Arte de primer nivel
Toda esa historia se desvela al observar un cuaderno en pergamino de quince hojas, con firmas autógrafas y restos de sellos, un documento tan simple como relevante, que llegó a las manos de la Casa de Alba por el parentesco que tenía Fadrique Álvarez de Toledo y Enríquez, II duque, con Fernando el Católico, según explican desde la institución. Simplemente por esto merece la pena un paseo por las estancias del Palacio de Liria, sobre todo por la biblioteca, para contemplar esas tres vitrinas: la de la Biblia, de Colón y de Estuardo.

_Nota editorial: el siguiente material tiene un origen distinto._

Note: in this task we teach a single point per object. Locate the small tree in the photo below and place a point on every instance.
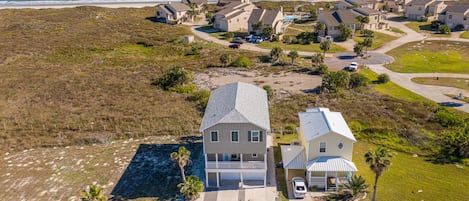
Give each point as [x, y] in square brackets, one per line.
[182, 156]
[225, 59]
[325, 46]
[93, 193]
[275, 53]
[358, 185]
[383, 78]
[191, 188]
[317, 59]
[293, 55]
[380, 161]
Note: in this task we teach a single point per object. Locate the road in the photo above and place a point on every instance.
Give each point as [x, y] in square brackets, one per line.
[434, 93]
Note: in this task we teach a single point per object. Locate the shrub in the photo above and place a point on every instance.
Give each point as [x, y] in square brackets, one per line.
[241, 61]
[183, 89]
[270, 92]
[173, 77]
[383, 78]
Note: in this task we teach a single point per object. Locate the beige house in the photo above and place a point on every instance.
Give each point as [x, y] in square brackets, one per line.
[173, 12]
[324, 152]
[456, 15]
[423, 9]
[261, 18]
[377, 20]
[234, 17]
[234, 129]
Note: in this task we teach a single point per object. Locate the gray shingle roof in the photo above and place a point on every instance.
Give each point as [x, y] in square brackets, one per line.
[237, 103]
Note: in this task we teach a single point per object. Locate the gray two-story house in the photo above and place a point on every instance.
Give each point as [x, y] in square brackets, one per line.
[234, 129]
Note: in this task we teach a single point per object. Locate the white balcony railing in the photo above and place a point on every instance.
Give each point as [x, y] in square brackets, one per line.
[236, 165]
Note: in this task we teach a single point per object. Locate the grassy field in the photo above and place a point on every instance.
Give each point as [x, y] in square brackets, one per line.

Es esta sala la joya de la corona del palacio, la única estancia que jamás habían podido pisar los visitantes —hasta ahora se realizaban tours muy contados, cuya lista de espera ascendía a más de dos años—; la última parada de un recorrido que arranca subiendo por la imponente escalera principal, que conduce a un encuentro con la pieza arqueológica de mayor valor, una Afrodita Genetrix del siglo I, rodeada de lienzos de reyes ingleses como Jacobo II.
Luego se van sucediendo los salones y sus tesoros: el Estuardo, con el retrato de la sacrificada monarca escocesa, tatarabuela de Jacobo James Fitz-James, el primer antepasado del duque; el Flamenco, con la copia de Rubens del original de Tiziano de El emperador Carlos V y la emperatriz Isabel de Portugal; el del Gran Duque, con los retratos del hombre que comandó los Tercios; el Español, con obras maestras de Zurbarán, Murillo o El Greco; el Zuloaga, el Italiano, el Goya... una reunión de arte —cuadros, tapices, porcelanas, fotografías, muebles— tan colosal que es imposible de procesar en la hora que dura la visita.